Meine Ummeldung in drei Akten

Meine Ummeldung in drei Akten erzählt meine persönliche Geschichte des Ummeldevorgangs. Wie in einem Theaterstück, hatte auch meine Geschichte ihre Ups and Downs. Doch bevor ich starte noch schnell eine Information zu den drei Akten:

Wenn sich die dramatische Handlung in drei Unterabteilungen gliedert, nämlich die Information über die Voraussetzungen (Exposition), die Zuspitzung der Konflikte bis zum Höhepunkt (Entwicklung) und die Lösung (Komödie) bzw. die Katastrophe (Tragödie), ist die Einteilung in drei Akte naheliegend. – Quelle Wikipedia

Die Exposition

Man könnte meinen, dass bei einem Zusammenziehen zweier Partner die Organisation des Umzuges, das Tragen der Möbel und das Neukaufen fehlender Dinge die Arbeiten sind, denen Priorität zukommen sollte. Wie ihr in meinem Blog über das Umzugsunternehmen ja bereits lesen konntet, hatten wir mit dem Umzug meiner Freundin schon mal nicht so viel Glück. Aus diesem Grund haben wir uns im Anschluss auch dem Punkt „Neukaufen fehlender Dinge“ gewidmet. Dies verlief bis dato reibungslos. Unsere persönliche Umzugchecklist sah also so aus:

  • Organisation eines guten Umzugsunternehmens – Vollkommen fehlgeschlagen
  • Tragen aller Möbel und Dinge – Teilfehlschlag, da wir selbst die Hälfte haben tragen müssen
  • Einkauf fehlender Dinge – Läuft!

Mit guten 33 Prozent gingen wir also den vierten Schritt an: Die Ummeldung. Für diesen Schritt hatten wir uns qualifiziert, da dem Umzug am 26.09.2015 eine fristgerechte Terminvereinbarung am 05.10.2015 folgte. Die 14 tägige Frist zur Ummeldung wurde also eingehalten.

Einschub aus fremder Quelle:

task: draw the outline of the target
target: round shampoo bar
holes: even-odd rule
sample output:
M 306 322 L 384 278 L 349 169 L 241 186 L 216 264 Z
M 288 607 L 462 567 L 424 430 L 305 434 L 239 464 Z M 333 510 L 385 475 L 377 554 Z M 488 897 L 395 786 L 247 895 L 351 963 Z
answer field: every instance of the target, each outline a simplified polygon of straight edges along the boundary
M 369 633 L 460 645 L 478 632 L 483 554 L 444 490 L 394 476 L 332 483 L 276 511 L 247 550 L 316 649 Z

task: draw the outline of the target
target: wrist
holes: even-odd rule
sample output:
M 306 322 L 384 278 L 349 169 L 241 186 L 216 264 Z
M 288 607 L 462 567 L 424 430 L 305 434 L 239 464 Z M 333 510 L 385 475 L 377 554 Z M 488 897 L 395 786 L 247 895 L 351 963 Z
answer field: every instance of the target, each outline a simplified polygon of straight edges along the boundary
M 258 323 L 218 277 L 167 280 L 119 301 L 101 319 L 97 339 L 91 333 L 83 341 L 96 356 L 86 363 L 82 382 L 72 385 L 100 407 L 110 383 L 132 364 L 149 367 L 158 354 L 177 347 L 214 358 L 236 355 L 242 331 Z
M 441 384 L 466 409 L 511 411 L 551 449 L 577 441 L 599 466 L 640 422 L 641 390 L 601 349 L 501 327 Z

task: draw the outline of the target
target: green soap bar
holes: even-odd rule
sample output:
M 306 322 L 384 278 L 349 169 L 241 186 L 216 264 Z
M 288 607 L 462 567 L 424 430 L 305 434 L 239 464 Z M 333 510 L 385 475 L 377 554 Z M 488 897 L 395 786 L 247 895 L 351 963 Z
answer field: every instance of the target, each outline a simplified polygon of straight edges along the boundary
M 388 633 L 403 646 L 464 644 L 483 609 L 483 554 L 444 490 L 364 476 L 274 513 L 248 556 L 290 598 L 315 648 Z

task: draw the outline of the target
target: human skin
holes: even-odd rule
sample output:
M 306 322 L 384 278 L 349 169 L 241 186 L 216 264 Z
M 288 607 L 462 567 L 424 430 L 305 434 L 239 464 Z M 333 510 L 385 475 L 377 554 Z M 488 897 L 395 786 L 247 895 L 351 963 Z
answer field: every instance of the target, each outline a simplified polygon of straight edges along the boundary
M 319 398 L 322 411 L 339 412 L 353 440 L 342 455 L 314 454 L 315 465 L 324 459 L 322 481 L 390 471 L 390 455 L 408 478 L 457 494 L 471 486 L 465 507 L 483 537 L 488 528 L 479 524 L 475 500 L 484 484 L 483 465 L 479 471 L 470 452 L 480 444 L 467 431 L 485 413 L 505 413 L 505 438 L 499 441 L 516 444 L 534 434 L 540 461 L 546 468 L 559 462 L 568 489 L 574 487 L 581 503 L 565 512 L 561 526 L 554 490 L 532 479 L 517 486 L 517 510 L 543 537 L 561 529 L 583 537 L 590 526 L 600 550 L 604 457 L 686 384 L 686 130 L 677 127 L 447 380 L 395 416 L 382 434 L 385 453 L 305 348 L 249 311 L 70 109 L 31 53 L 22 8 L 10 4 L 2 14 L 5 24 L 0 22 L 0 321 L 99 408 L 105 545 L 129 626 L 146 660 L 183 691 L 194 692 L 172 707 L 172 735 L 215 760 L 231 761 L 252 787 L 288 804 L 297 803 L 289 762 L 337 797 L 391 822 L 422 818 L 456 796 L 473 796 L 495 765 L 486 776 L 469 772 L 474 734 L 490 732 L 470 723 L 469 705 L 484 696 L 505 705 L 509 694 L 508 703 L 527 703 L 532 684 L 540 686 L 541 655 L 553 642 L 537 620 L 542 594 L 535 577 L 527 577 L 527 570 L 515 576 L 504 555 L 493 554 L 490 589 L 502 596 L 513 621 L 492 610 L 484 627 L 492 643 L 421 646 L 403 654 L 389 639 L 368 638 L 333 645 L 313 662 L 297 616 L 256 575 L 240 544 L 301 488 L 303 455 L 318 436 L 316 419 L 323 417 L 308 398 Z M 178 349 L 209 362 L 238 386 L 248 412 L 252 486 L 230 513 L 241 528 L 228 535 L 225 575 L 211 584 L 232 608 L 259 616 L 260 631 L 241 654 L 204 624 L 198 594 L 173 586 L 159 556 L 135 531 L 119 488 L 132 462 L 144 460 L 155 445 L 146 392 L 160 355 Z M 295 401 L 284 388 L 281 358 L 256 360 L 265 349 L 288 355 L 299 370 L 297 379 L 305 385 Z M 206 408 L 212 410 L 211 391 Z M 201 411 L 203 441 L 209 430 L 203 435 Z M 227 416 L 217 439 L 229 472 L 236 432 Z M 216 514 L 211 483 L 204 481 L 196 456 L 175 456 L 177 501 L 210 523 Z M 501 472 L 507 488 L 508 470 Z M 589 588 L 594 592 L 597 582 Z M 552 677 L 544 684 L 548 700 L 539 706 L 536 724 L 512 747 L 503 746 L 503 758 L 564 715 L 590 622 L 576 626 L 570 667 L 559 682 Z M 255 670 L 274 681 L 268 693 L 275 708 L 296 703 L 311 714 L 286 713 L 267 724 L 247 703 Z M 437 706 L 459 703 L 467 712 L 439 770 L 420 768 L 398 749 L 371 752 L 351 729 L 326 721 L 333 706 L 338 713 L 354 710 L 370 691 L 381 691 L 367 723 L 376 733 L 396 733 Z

Nachdem wir alle erforderlichen Dokumente vorausgefüllt und bereitgelegt hatten, wurden wir auf das neue Gesetz aufmerksam, welches ab 01.11.2015 in Kraft getreten ist. Wir hatten also noch eine Wohnungsgeberbestätigung einzuholen. Da man mit 28 Jahren ja nicht das erste mal in einem Amt zu Besuch ist und die Mühlen des Staates bereits kennt, bemühte ich mich, auch dieses Dokument direkt zu dem Termin mitzubringen. Der am 05.10.2015 beantragte Termin fiel übrigens auf den 19.11.2015. Man kann also bei einer Ummeldung sowieso mit ein wenig Verzögerung rechnen. Doch zurück zur Wohnungsgeberbestätigung. Trotz Hinweis auf das neue Gesetz gelang es mir nicht, die Mitarbeiterin unserer Vermietergesellschaft davon zu überzeugen, dass ich das angesprochene Dokument benötigte. Sie könne nur eine Mietbescheinigung ausstellen. Ich weiß, dass die Vermieterbescheinigung seit 1.11.2015 gleich der Wohnungsgeberbestätigung ist. Mit Mietbescheinigung meine ich hier, und auch im weiteren Verlauf des Beitrags, das Dokument, das im Prinzip den Mietvertrag bestätigt.

Der Termin beim Amt verlief so, wie es zu erwarten war. Alle Dokumente lagen vor und wir wurden umgemeldet. Der Sachbearbeiter ließ mich allerdings nicht ohne Anmerkung gehen: „Ich gebe Ihnen noch dieses Dokument mit. Das muss ausgefüllt vom Vermieter binnen 14 Tagen an uns gesendet werden. Es handelt sich um die Wohnungsgeberbestätigung“. Absolut überraschend! Der Mietvertrag und die Mietbescheinigung, die ich beide vorsichtshalber dabei hatte, waren nicht die richtigen Dokumente.

Es ging also in die zweite Runde. Wählen, 30-minütige Warteschleife, andere Mitarbeiterin der Vermietergesellschaft am Apparat.

Der Höhepunkt

Wie von Zauberhand wusste man nun über das neue Gesetz bescheid und hatte, wie es sich gehört, auch schon einen Vordruck parat. Ich erzählte also freundlich unsere Geschichte und wies darauf hin, dass wir am 26.09.2015 eingezogen sind. Die darauf folgende Konversation kann man kurz und knapp mit „Nein!“ zusammenfassen. Die Mitarbeiterin war schlichtweg der Meinung, dass das Datum auf dem Dokument immer der Beginn des Mietverhältnisses sein muss. Ich versuchte es auf allen erdenklichen Wegen. Auch die Tatsache, dass ich ihr die Rechnungen des Umzugunternehmens zeigen könnte, lies sie nicht von ihrer Meinung abweichen. Auf die Frage welchen Sinn das neue Gesetz ergeben würde, wenn man also nur ein Dokument einreichen muss, welches exakt der vorher benötigten Mietbescheinigung entspricht, hatte sie lediglich die Antwort „Es muss so!“. Ich gab es auf, wies sie darauf hin, dass sie meiner Ansicht nach einen Fehler machte und wurde mit einem auflegenden „sie können sich ja schriftlich beschweren“ verabschiedet.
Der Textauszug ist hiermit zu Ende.